Gonazlez Vicent et al (2018) report on a study in ruxolitinib in SR acute GvHD in children:
"We employed a lower dose of ruxolitinib of 2.5mg once daily in two infants with acute GvHD"
Khandelwal et al (2017) report on a study in ruxolitinib in SR acute GvHD in children with a mean age of 8.5 years.
Rux is being given to young children even though the dose hasn't been established.
I don't understand your point about throwing shade to feed the shorters. I used this very fact, that rux was being given to very young children on compassionate grounds when it hadn't been approved and the dose hadn't even been established for children, as a stick to beat the FDA with in my letter (essay) to them, a sign of a desperate situation that they can't allow to go on.
No, rux isn't saving any lives. There's compelling evidence it's causing more deaths than if it had never been approved. Reach2 showed no mortality benefit despite being trialled against highly questionable choice of BAT in almost 50% of cohort. I went through these therapies in detail.
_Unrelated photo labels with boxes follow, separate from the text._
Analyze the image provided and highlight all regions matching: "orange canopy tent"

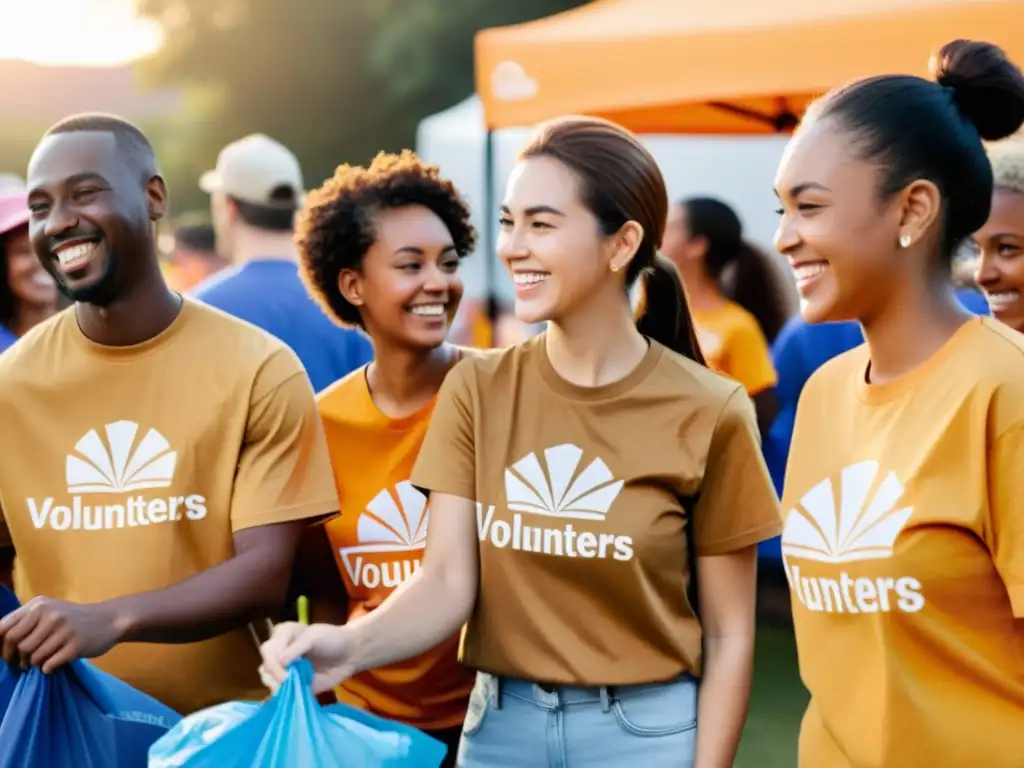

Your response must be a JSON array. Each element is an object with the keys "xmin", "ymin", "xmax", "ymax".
[{"xmin": 475, "ymin": 0, "xmax": 1024, "ymax": 134}]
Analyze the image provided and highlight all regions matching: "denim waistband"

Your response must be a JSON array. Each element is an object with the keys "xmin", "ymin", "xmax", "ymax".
[{"xmin": 479, "ymin": 672, "xmax": 696, "ymax": 711}]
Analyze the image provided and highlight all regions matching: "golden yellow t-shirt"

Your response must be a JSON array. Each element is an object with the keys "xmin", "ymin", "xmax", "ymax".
[
  {"xmin": 0, "ymin": 300, "xmax": 337, "ymax": 713},
  {"xmin": 782, "ymin": 317, "xmax": 1024, "ymax": 768},
  {"xmin": 693, "ymin": 301, "xmax": 778, "ymax": 397},
  {"xmin": 317, "ymin": 368, "xmax": 475, "ymax": 729}
]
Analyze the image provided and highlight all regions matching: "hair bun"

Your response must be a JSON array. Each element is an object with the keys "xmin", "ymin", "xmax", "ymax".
[{"xmin": 932, "ymin": 40, "xmax": 1024, "ymax": 141}]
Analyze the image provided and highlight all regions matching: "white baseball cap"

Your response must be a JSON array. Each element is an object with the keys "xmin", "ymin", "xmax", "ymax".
[{"xmin": 199, "ymin": 133, "xmax": 304, "ymax": 209}]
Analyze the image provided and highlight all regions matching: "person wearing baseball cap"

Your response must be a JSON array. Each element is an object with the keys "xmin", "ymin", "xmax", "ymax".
[
  {"xmin": 0, "ymin": 188, "xmax": 57, "ymax": 352},
  {"xmin": 194, "ymin": 133, "xmax": 373, "ymax": 391}
]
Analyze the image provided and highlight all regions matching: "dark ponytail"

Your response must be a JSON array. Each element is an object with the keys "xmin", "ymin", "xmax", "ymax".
[
  {"xmin": 680, "ymin": 198, "xmax": 787, "ymax": 343},
  {"xmin": 637, "ymin": 254, "xmax": 707, "ymax": 365}
]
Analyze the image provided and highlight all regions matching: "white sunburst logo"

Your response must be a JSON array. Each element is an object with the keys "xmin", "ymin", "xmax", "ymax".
[
  {"xmin": 338, "ymin": 480, "xmax": 430, "ymax": 589},
  {"xmin": 505, "ymin": 443, "xmax": 623, "ymax": 520},
  {"xmin": 476, "ymin": 443, "xmax": 633, "ymax": 560},
  {"xmin": 782, "ymin": 462, "xmax": 913, "ymax": 562},
  {"xmin": 782, "ymin": 461, "xmax": 925, "ymax": 613},
  {"xmin": 65, "ymin": 421, "xmax": 178, "ymax": 494},
  {"xmin": 25, "ymin": 420, "xmax": 208, "ymax": 531}
]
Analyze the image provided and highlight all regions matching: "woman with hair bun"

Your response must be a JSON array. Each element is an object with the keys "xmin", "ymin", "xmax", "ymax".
[
  {"xmin": 974, "ymin": 135, "xmax": 1024, "ymax": 333},
  {"xmin": 775, "ymin": 40, "xmax": 1024, "ymax": 768},
  {"xmin": 263, "ymin": 118, "xmax": 780, "ymax": 768}
]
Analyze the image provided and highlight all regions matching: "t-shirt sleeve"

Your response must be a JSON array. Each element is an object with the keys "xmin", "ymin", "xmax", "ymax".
[
  {"xmin": 231, "ymin": 353, "xmax": 338, "ymax": 531},
  {"xmin": 986, "ymin": 424, "xmax": 1024, "ymax": 618},
  {"xmin": 726, "ymin": 321, "xmax": 778, "ymax": 397},
  {"xmin": 0, "ymin": 505, "xmax": 14, "ymax": 549},
  {"xmin": 412, "ymin": 359, "xmax": 476, "ymax": 500},
  {"xmin": 693, "ymin": 388, "xmax": 782, "ymax": 555}
]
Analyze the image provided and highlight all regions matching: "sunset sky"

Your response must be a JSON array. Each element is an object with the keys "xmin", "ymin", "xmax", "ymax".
[{"xmin": 0, "ymin": 0, "xmax": 161, "ymax": 66}]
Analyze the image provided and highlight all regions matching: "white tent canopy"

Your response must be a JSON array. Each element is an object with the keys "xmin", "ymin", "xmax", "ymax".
[{"xmin": 416, "ymin": 95, "xmax": 795, "ymax": 309}]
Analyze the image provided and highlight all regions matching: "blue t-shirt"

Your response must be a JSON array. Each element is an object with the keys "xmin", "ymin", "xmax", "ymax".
[
  {"xmin": 193, "ymin": 259, "xmax": 374, "ymax": 392},
  {"xmin": 761, "ymin": 289, "xmax": 988, "ymax": 558},
  {"xmin": 0, "ymin": 326, "xmax": 17, "ymax": 352}
]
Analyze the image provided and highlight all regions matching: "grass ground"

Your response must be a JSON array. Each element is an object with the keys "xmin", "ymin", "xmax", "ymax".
[
  {"xmin": 735, "ymin": 569, "xmax": 808, "ymax": 768},
  {"xmin": 735, "ymin": 626, "xmax": 807, "ymax": 768}
]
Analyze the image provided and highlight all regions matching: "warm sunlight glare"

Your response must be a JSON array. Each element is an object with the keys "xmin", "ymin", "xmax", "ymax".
[{"xmin": 0, "ymin": 0, "xmax": 161, "ymax": 67}]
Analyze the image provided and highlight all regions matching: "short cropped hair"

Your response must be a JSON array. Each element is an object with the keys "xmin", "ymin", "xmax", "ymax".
[
  {"xmin": 295, "ymin": 150, "xmax": 476, "ymax": 328},
  {"xmin": 43, "ymin": 113, "xmax": 158, "ymax": 176}
]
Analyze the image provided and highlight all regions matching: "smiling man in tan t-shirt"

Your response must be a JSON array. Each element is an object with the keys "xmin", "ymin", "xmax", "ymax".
[{"xmin": 0, "ymin": 116, "xmax": 337, "ymax": 713}]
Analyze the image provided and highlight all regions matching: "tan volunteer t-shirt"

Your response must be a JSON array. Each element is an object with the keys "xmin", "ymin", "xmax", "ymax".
[
  {"xmin": 782, "ymin": 317, "xmax": 1024, "ymax": 768},
  {"xmin": 412, "ymin": 334, "xmax": 781, "ymax": 685},
  {"xmin": 0, "ymin": 300, "xmax": 337, "ymax": 713}
]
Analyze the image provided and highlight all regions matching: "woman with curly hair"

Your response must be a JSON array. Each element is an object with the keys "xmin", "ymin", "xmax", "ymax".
[
  {"xmin": 296, "ymin": 152, "xmax": 475, "ymax": 765},
  {"xmin": 0, "ymin": 190, "xmax": 57, "ymax": 352},
  {"xmin": 262, "ymin": 117, "xmax": 781, "ymax": 768}
]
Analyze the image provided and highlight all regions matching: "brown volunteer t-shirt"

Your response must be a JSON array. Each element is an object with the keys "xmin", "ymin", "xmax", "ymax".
[
  {"xmin": 0, "ymin": 300, "xmax": 338, "ymax": 714},
  {"xmin": 412, "ymin": 334, "xmax": 781, "ymax": 685}
]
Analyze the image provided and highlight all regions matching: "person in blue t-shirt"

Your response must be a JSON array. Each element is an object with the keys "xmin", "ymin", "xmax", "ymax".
[{"xmin": 193, "ymin": 134, "xmax": 373, "ymax": 391}]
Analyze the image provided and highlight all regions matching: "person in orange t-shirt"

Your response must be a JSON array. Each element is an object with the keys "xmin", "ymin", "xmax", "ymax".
[
  {"xmin": 286, "ymin": 152, "xmax": 475, "ymax": 766},
  {"xmin": 775, "ymin": 40, "xmax": 1024, "ymax": 768},
  {"xmin": 663, "ymin": 198, "xmax": 786, "ymax": 433}
]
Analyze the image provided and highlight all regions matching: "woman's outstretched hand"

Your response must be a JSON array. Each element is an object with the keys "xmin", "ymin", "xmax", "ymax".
[{"xmin": 259, "ymin": 622, "xmax": 355, "ymax": 693}]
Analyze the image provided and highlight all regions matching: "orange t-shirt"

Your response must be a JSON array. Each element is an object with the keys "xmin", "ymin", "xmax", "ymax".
[
  {"xmin": 782, "ymin": 317, "xmax": 1024, "ymax": 768},
  {"xmin": 318, "ymin": 368, "xmax": 474, "ymax": 729},
  {"xmin": 693, "ymin": 301, "xmax": 778, "ymax": 397}
]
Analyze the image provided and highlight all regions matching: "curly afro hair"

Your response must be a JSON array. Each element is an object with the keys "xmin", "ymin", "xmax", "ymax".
[
  {"xmin": 295, "ymin": 150, "xmax": 476, "ymax": 328},
  {"xmin": 988, "ymin": 132, "xmax": 1024, "ymax": 193}
]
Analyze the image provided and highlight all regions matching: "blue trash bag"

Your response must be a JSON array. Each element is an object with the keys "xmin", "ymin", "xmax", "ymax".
[
  {"xmin": 148, "ymin": 659, "xmax": 446, "ymax": 768},
  {"xmin": 0, "ymin": 587, "xmax": 181, "ymax": 768}
]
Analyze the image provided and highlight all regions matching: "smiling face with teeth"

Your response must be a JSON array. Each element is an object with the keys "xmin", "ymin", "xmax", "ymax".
[
  {"xmin": 498, "ymin": 156, "xmax": 630, "ymax": 324},
  {"xmin": 974, "ymin": 187, "xmax": 1024, "ymax": 332},
  {"xmin": 29, "ymin": 131, "xmax": 165, "ymax": 305},
  {"xmin": 775, "ymin": 119, "xmax": 928, "ymax": 323},
  {"xmin": 338, "ymin": 205, "xmax": 463, "ymax": 349}
]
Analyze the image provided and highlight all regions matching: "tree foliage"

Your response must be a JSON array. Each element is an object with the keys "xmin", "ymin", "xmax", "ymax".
[{"xmin": 136, "ymin": 0, "xmax": 582, "ymax": 215}]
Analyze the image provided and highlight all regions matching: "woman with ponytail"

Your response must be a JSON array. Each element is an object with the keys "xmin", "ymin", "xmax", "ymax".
[
  {"xmin": 665, "ymin": 198, "xmax": 786, "ymax": 430},
  {"xmin": 263, "ymin": 118, "xmax": 780, "ymax": 768},
  {"xmin": 775, "ymin": 40, "xmax": 1024, "ymax": 768}
]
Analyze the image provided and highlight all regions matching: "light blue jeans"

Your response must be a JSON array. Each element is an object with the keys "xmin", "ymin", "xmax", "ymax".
[{"xmin": 458, "ymin": 672, "xmax": 697, "ymax": 768}]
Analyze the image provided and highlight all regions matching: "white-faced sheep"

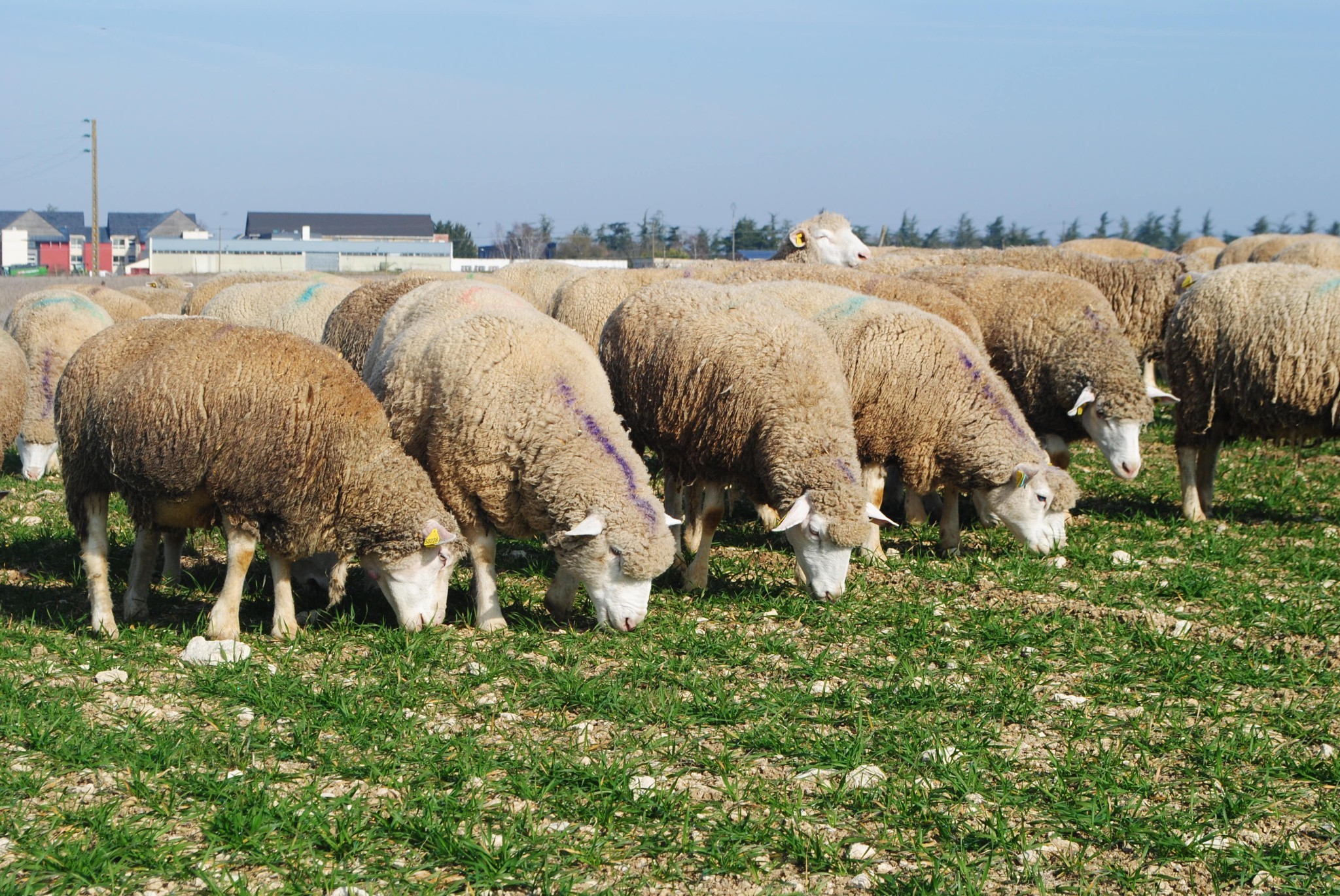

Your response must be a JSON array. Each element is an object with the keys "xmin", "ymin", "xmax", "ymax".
[
  {"xmin": 730, "ymin": 283, "xmax": 1079, "ymax": 556},
  {"xmin": 56, "ymin": 317, "xmax": 461, "ymax": 639},
  {"xmin": 772, "ymin": 212, "xmax": 870, "ymax": 267},
  {"xmin": 366, "ymin": 283, "xmax": 678, "ymax": 631},
  {"xmin": 904, "ymin": 265, "xmax": 1171, "ymax": 479},
  {"xmin": 601, "ymin": 280, "xmax": 883, "ymax": 598},
  {"xmin": 1166, "ymin": 264, "xmax": 1340, "ymax": 521},
  {"xmin": 4, "ymin": 290, "xmax": 111, "ymax": 479}
]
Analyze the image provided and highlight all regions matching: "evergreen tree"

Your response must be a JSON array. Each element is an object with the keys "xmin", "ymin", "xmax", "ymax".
[{"xmin": 949, "ymin": 212, "xmax": 982, "ymax": 249}]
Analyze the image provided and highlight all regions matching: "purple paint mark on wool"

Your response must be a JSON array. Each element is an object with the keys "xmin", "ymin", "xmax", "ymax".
[
  {"xmin": 958, "ymin": 351, "xmax": 1033, "ymax": 439},
  {"xmin": 555, "ymin": 376, "xmax": 657, "ymax": 529}
]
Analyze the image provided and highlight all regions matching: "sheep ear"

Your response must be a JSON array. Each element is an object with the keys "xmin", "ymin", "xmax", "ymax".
[
  {"xmin": 773, "ymin": 492, "xmax": 815, "ymax": 532},
  {"xmin": 866, "ymin": 501, "xmax": 898, "ymax": 529},
  {"xmin": 563, "ymin": 513, "xmax": 605, "ymax": 538},
  {"xmin": 1065, "ymin": 386, "xmax": 1097, "ymax": 417},
  {"xmin": 1144, "ymin": 386, "xmax": 1182, "ymax": 404}
]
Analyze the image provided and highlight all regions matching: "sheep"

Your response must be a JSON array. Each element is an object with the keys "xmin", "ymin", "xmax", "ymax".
[
  {"xmin": 1272, "ymin": 233, "xmax": 1340, "ymax": 271},
  {"xmin": 1059, "ymin": 237, "xmax": 1180, "ymax": 261},
  {"xmin": 904, "ymin": 262, "xmax": 1175, "ymax": 479},
  {"xmin": 364, "ymin": 283, "xmax": 678, "ymax": 631},
  {"xmin": 56, "ymin": 317, "xmax": 461, "ymax": 639},
  {"xmin": 772, "ymin": 212, "xmax": 870, "ymax": 267},
  {"xmin": 1176, "ymin": 235, "xmax": 1229, "ymax": 254},
  {"xmin": 322, "ymin": 271, "xmax": 490, "ymax": 373},
  {"xmin": 1165, "ymin": 264, "xmax": 1340, "ymax": 523},
  {"xmin": 65, "ymin": 285, "xmax": 154, "ymax": 324},
  {"xmin": 4, "ymin": 289, "xmax": 111, "ymax": 481},
  {"xmin": 0, "ymin": 330, "xmax": 28, "ymax": 450},
  {"xmin": 201, "ymin": 277, "xmax": 359, "ymax": 343},
  {"xmin": 601, "ymin": 280, "xmax": 887, "ymax": 600},
  {"xmin": 550, "ymin": 268, "xmax": 683, "ymax": 349},
  {"xmin": 491, "ymin": 261, "xmax": 591, "ymax": 313},
  {"xmin": 730, "ymin": 283, "xmax": 1079, "ymax": 556}
]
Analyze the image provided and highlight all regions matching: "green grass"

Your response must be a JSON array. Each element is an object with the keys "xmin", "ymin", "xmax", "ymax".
[{"xmin": 0, "ymin": 421, "xmax": 1340, "ymax": 895}]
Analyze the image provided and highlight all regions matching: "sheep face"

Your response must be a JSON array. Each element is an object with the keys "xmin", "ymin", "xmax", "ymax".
[
  {"xmin": 974, "ymin": 464, "xmax": 1069, "ymax": 555},
  {"xmin": 359, "ymin": 520, "xmax": 459, "ymax": 632},
  {"xmin": 15, "ymin": 436, "xmax": 59, "ymax": 481}
]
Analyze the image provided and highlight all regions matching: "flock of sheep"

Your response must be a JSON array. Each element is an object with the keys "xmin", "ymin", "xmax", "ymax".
[{"xmin": 0, "ymin": 213, "xmax": 1340, "ymax": 639}]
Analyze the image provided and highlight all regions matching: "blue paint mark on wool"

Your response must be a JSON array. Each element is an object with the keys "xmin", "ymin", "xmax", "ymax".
[
  {"xmin": 958, "ymin": 349, "xmax": 1033, "ymax": 439},
  {"xmin": 556, "ymin": 376, "xmax": 657, "ymax": 530}
]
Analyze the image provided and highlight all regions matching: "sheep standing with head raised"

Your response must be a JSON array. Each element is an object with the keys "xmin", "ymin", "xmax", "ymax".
[
  {"xmin": 1166, "ymin": 264, "xmax": 1340, "ymax": 521},
  {"xmin": 364, "ymin": 281, "xmax": 674, "ymax": 631},
  {"xmin": 601, "ymin": 280, "xmax": 883, "ymax": 598},
  {"xmin": 4, "ymin": 289, "xmax": 111, "ymax": 479},
  {"xmin": 56, "ymin": 317, "xmax": 461, "ymax": 639}
]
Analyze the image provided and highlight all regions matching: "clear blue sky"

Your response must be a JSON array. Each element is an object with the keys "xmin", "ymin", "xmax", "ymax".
[{"xmin": 0, "ymin": 0, "xmax": 1340, "ymax": 239}]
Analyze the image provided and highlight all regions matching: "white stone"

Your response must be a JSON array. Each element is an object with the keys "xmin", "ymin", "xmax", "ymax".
[
  {"xmin": 181, "ymin": 635, "xmax": 251, "ymax": 666},
  {"xmin": 843, "ymin": 765, "xmax": 889, "ymax": 790}
]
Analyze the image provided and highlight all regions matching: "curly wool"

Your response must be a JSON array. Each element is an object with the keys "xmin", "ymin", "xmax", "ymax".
[
  {"xmin": 601, "ymin": 280, "xmax": 870, "ymax": 548},
  {"xmin": 4, "ymin": 289, "xmax": 111, "ymax": 445},
  {"xmin": 322, "ymin": 271, "xmax": 476, "ymax": 373},
  {"xmin": 1166, "ymin": 264, "xmax": 1340, "ymax": 447},
  {"xmin": 56, "ymin": 317, "xmax": 458, "ymax": 561},
  {"xmin": 368, "ymin": 284, "xmax": 674, "ymax": 580},
  {"xmin": 904, "ymin": 265, "xmax": 1154, "ymax": 441}
]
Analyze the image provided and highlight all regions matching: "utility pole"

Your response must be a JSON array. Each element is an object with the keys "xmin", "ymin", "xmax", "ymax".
[{"xmin": 84, "ymin": 118, "xmax": 102, "ymax": 276}]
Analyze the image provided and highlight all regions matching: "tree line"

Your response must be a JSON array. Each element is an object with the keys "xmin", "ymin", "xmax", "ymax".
[{"xmin": 433, "ymin": 209, "xmax": 1340, "ymax": 260}]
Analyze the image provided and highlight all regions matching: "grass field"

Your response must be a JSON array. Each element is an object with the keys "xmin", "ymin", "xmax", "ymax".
[{"xmin": 0, "ymin": 418, "xmax": 1340, "ymax": 895}]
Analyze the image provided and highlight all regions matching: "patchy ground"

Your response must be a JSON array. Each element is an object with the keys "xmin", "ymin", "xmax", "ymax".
[{"xmin": 0, "ymin": 415, "xmax": 1340, "ymax": 896}]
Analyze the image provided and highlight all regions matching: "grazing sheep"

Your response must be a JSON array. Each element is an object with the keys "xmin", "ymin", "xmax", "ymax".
[
  {"xmin": 772, "ymin": 212, "xmax": 870, "ymax": 267},
  {"xmin": 904, "ymin": 262, "xmax": 1171, "ymax": 479},
  {"xmin": 4, "ymin": 289, "xmax": 111, "ymax": 479},
  {"xmin": 550, "ymin": 268, "xmax": 683, "ymax": 349},
  {"xmin": 489, "ymin": 261, "xmax": 591, "ymax": 313},
  {"xmin": 601, "ymin": 280, "xmax": 885, "ymax": 598},
  {"xmin": 1272, "ymin": 233, "xmax": 1340, "ymax": 271},
  {"xmin": 1059, "ymin": 237, "xmax": 1179, "ymax": 261},
  {"xmin": 730, "ymin": 283, "xmax": 1079, "ymax": 556},
  {"xmin": 56, "ymin": 317, "xmax": 461, "ymax": 639},
  {"xmin": 1176, "ymin": 237, "xmax": 1229, "ymax": 254},
  {"xmin": 1165, "ymin": 264, "xmax": 1340, "ymax": 521},
  {"xmin": 200, "ymin": 277, "xmax": 359, "ymax": 343},
  {"xmin": 322, "ymin": 271, "xmax": 485, "ymax": 375},
  {"xmin": 366, "ymin": 283, "xmax": 678, "ymax": 631},
  {"xmin": 0, "ymin": 330, "xmax": 28, "ymax": 450}
]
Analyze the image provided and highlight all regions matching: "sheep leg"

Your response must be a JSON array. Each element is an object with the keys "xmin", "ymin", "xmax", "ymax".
[
  {"xmin": 465, "ymin": 526, "xmax": 506, "ymax": 632},
  {"xmin": 544, "ymin": 566, "xmax": 578, "ymax": 623},
  {"xmin": 120, "ymin": 526, "xmax": 160, "ymax": 623},
  {"xmin": 1176, "ymin": 445, "xmax": 1205, "ymax": 523},
  {"xmin": 270, "ymin": 553, "xmax": 298, "ymax": 639},
  {"xmin": 164, "ymin": 529, "xmax": 186, "ymax": 587},
  {"xmin": 686, "ymin": 482, "xmax": 726, "ymax": 591},
  {"xmin": 683, "ymin": 482, "xmax": 707, "ymax": 553},
  {"xmin": 860, "ymin": 464, "xmax": 885, "ymax": 560},
  {"xmin": 1195, "ymin": 439, "xmax": 1222, "ymax": 520},
  {"xmin": 79, "ymin": 492, "xmax": 120, "ymax": 638},
  {"xmin": 205, "ymin": 517, "xmax": 256, "ymax": 642},
  {"xmin": 903, "ymin": 489, "xmax": 927, "ymax": 525},
  {"xmin": 940, "ymin": 486, "xmax": 961, "ymax": 557}
]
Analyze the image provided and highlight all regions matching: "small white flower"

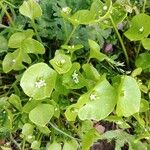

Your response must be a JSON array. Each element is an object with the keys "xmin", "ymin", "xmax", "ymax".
[
  {"xmin": 103, "ymin": 6, "xmax": 108, "ymax": 10},
  {"xmin": 60, "ymin": 59, "xmax": 66, "ymax": 64},
  {"xmin": 35, "ymin": 80, "xmax": 46, "ymax": 88},
  {"xmin": 139, "ymin": 27, "xmax": 144, "ymax": 32},
  {"xmin": 72, "ymin": 70, "xmax": 79, "ymax": 83},
  {"xmin": 71, "ymin": 45, "xmax": 74, "ymax": 48},
  {"xmin": 55, "ymin": 108, "xmax": 58, "ymax": 111},
  {"xmin": 28, "ymin": 135, "xmax": 32, "ymax": 139},
  {"xmin": 12, "ymin": 59, "xmax": 16, "ymax": 63},
  {"xmin": 116, "ymin": 121, "xmax": 122, "ymax": 125},
  {"xmin": 90, "ymin": 94, "xmax": 96, "ymax": 101},
  {"xmin": 103, "ymin": 20, "xmax": 108, "ymax": 24},
  {"xmin": 62, "ymin": 7, "xmax": 68, "ymax": 13},
  {"xmin": 145, "ymin": 136, "xmax": 150, "ymax": 140}
]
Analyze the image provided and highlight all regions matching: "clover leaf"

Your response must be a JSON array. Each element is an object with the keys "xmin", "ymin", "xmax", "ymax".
[
  {"xmin": 78, "ymin": 79, "xmax": 117, "ymax": 121},
  {"xmin": 50, "ymin": 54, "xmax": 72, "ymax": 74},
  {"xmin": 20, "ymin": 63, "xmax": 57, "ymax": 100},
  {"xmin": 125, "ymin": 14, "xmax": 150, "ymax": 41},
  {"xmin": 62, "ymin": 63, "xmax": 86, "ymax": 89}
]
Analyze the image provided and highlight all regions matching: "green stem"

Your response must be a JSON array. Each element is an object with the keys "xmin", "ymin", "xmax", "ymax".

Look up Reach1 and see how many patients died by day 28.
Rux has benefit in mild/moderate skin GvHD but even then it hasn't negated the need for expensive in-hospital therapy. ECP is still widely used and rux is often added to kick things on. Patients have to attend hospital for most of the day for ECP, several times a week, for months or even years. There is also nothing for lung GvHD, which is a major cause of morbidity and mortality.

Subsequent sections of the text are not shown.